Just as she thought it, he walked in the door, stomping snow off his big boots on the front porch as he stood in the open doorway, letting in a flurry. He closed it quickly behind him.
“Damn, it’s cold out!” he swore. “Snowing like a son of a...”
She interrupted him. “Will you stop that? Daddy’s a minister,” she groaned. “Rodney, you’re such a pain!”
He had her dark green eyes, but his hair was straight and thick and a shade lighter than hers. He was tall, with perfect teeth and a rakish smile. No choirboy, Rodney, he was always in trouble throughout high school. Presumably, he’d been better behaved in the military, since he was discharged early.
“Daddy can curse,” he retorted. “Haven’t you heard him?”
“Yes, Rodney, he says ‘chicken feathers!’ That’s how he curses.” She glowered at him. “That’s not what you’re saying when you lose your temper.” He lost it a lot lately, too.
He shrugged her off. “I have issues,” he said easily. “I’m working on it. You have to remember that I’ve been around soldiers for several years, and in combat.”
“I try to take that into account,” she said. “But couldn’t you tone it down, just a little bit? For Daddy’s sake?”
He made a face at her. “God, you’re hard to live up to, do you know that?” He sighed, exasperated. “You’ve never put a foot out of line. Never had a parking ticket, never had a speeding ticket, never even jaywalked! What a paragon to try to live up to!”
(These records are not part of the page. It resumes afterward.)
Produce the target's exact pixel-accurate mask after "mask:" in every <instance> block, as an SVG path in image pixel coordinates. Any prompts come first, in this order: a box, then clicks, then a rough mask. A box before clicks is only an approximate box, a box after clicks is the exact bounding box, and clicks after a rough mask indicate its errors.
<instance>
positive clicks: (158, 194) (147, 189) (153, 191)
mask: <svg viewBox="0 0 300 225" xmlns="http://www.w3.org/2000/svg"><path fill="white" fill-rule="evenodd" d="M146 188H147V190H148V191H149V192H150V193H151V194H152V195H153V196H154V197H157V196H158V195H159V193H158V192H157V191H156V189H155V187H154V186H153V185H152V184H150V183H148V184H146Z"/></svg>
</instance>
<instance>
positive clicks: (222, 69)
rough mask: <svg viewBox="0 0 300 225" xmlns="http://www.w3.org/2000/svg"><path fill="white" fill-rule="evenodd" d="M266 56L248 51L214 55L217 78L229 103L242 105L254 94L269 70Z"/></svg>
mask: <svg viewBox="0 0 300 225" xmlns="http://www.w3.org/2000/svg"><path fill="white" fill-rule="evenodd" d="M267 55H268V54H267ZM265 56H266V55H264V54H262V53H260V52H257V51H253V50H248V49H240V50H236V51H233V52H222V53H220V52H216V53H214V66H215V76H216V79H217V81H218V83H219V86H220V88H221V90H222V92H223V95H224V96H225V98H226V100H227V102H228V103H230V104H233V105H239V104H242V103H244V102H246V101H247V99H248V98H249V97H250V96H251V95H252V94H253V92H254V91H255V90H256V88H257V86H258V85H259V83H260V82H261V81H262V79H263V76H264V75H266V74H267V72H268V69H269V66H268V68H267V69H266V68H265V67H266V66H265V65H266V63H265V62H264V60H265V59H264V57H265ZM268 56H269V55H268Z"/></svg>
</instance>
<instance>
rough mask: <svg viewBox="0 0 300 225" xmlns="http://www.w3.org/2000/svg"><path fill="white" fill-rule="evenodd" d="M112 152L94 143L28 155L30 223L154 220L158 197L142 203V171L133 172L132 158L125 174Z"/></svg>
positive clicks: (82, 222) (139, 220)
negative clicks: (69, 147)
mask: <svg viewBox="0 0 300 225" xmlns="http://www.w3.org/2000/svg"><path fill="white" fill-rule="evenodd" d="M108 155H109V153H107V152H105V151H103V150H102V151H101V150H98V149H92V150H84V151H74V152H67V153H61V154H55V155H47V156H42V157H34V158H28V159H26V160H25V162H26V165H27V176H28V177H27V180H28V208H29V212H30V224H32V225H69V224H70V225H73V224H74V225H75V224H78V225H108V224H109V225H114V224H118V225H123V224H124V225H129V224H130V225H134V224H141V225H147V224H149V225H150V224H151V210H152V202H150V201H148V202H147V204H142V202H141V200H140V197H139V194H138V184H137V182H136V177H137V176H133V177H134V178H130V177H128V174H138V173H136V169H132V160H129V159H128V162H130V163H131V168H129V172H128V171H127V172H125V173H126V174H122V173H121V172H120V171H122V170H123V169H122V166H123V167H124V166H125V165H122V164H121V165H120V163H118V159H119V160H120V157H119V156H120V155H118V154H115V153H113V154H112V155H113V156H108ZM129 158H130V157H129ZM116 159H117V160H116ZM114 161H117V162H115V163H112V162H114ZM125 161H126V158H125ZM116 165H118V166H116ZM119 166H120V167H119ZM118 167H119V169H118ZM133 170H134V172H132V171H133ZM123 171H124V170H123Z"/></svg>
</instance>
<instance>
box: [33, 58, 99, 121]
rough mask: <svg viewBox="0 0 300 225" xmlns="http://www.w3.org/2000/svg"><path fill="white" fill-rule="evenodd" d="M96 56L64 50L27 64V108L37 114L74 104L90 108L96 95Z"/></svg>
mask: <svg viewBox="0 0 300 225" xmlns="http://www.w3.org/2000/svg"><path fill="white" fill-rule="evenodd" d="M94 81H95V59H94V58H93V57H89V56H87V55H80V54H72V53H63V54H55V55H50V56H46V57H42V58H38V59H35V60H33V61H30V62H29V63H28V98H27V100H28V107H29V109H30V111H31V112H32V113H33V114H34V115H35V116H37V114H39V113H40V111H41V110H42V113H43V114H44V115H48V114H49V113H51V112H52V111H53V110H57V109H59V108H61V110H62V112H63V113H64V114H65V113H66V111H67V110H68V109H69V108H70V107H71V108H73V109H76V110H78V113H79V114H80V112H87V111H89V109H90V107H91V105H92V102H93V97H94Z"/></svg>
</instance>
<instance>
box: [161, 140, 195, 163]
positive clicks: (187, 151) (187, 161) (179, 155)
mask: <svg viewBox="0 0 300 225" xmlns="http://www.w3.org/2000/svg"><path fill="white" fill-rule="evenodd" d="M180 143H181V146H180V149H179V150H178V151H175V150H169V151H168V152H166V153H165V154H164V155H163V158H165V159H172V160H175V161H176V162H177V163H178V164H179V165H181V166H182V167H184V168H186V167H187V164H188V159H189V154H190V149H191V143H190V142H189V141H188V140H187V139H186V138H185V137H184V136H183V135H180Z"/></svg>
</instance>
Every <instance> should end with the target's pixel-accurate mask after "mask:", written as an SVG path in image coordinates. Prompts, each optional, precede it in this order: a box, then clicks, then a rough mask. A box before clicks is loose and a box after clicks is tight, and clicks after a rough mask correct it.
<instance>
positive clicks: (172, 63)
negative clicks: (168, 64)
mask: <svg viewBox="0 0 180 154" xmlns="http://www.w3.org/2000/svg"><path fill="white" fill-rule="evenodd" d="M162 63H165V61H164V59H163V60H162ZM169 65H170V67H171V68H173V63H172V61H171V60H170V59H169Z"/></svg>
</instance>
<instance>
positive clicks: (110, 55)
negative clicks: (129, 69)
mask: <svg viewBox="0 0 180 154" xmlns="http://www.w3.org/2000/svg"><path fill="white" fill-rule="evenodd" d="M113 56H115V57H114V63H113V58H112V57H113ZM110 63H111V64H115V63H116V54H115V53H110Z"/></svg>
She grimaced. “I just behave the way Mama taught me.” The thought made her sad. “Don’t you miss her?”
He nodded. “She was the kindest woman I’ve ever known. Well, besides you.” He chuckled and hugged her, and just for a minute, he was the big brother she’d adored. “You’re just the best, sis.”
She hugged him back. “I love you, too.” She sniffed and her nose wrinkled as she drew back. “Rodney, what’s that smell?” she asked, frowning as she sniffed him again. “It’s like tobacco, but not.”
He let her go and averted his eyes. “Just cigarette smoke. Some of that imported stuff. I have a friend who gets them.”
“Not J.C. He doesn’t smoke,” she said, curious.